Passage mit Ausblick
Den Grundriss wurde wie folgt organisiert: Entlang eines zentral liegenden Erschließungsraums, der die gesamte Länge des Gebäudes durchmisst, sind in den Obergeschossen nach Südosten die Klassenzimmer aufgereiht, während die Sporthallen sich an der Nordwestseite befinden. Das Schulhaus ist offen, denn der Erschließungsraum erlaubt auch den Ausblick quer durch die Sporthallen auf die umliegende Landschaft. Eine Monotonie, wie sie Flure von fast 140 Meter Länge hervorrufen können, wurde durch das Versetzen der Treppenhäuser in die Gänge hinein deutlich reduziert.
Im Erdgeschoss befindet sich neben der Verwaltung eine großzügige Eingangshalle, die in räumlich nahem Bezug zum offenen Kantinenraum steht. Zu diesem führt eine langgezogene Rampe hinauf, die man als Anfangs- oder Endpunkt einer Promenade architecturale bezeichnen könnte. Im Untergeschoss sind die Werkräume zu finden, weitere haustechnische Räume wurden auf derselben Ebene in den Hang eingelassen.
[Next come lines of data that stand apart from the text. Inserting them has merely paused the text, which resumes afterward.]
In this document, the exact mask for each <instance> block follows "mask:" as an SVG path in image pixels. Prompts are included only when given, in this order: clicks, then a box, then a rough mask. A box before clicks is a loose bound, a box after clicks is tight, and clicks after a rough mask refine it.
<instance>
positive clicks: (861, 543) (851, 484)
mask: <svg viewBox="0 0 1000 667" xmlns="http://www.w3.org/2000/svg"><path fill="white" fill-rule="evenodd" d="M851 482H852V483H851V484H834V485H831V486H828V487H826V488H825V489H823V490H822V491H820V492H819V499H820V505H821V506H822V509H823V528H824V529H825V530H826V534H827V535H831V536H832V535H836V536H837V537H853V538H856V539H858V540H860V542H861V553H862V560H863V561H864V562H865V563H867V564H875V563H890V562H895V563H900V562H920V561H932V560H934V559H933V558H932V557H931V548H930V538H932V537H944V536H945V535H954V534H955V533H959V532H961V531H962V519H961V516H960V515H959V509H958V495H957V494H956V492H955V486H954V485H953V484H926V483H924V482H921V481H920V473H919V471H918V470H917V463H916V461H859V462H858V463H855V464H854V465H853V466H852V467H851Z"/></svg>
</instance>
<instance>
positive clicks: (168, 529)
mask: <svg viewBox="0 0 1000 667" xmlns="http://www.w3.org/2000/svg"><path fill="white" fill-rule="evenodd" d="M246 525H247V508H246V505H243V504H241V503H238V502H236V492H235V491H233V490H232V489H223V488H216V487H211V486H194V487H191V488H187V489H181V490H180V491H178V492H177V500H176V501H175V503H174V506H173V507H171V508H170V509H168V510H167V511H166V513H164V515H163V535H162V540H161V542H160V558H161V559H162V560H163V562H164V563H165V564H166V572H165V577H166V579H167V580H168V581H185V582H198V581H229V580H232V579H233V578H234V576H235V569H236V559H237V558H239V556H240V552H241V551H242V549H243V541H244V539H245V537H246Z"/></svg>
Die Tragstruktur ist auf einem Raster von 7,70 Meter angeordnet, wobei die Querbalken und Betonplatten große Spannweiten und somit das Auslassen einiger vertikaler Tragelemente erlauben. So wurden zum Beispiel die stützenfreien Sporthallen in das Raster „eingeschoben“. Für die Anlage der Klassenzimmer hingegen bot der genannte Achsenabstand eine gute Basis, und die Räume sind zwischen den Tragelementen eingepasst. Die Struktur der Außenhülle unterliegt nicht dem gleichen Raster.
Alvar Aaltos Vase
Das Schulgebäude beherbergt verschiedene Kunst-am-Bau- Projekte. So entwickelte die Künstlerin Anne Péverelli ein Farbkonzept: Die von ihr vorgeschlagenen sieben Farbtöne wurden von Brauen und Wälchli an verschiedenen Stellen im Gebäude, unter anderem an der Decke im Eingangsbereich und in den Sporthallen, verwendet. Der Tonkünstler Frédéric Post wiederum komponierte gemeinsam mit dem Musiker Christophe Polese 256 Melodien für eine Stunde für Stunde variierende Pausenklingel. John M. Armleder schließlich wollte mit seiner Intervention auf das stark abstrahierte und geometrische Baummuster der Außenstruktur reagieren und hat daher die Architekten aufgefordert, in ihrem Motiv den Grundriss der von Alvar Aalto gezeichneten Blumenvase aufzunehmen. Dieses etwas gewagte Zitat fand in den organisch geformten Nasszellen, bei den Türklinken und bei der Deckengestaltung der Klassenräume seine Umsetzung.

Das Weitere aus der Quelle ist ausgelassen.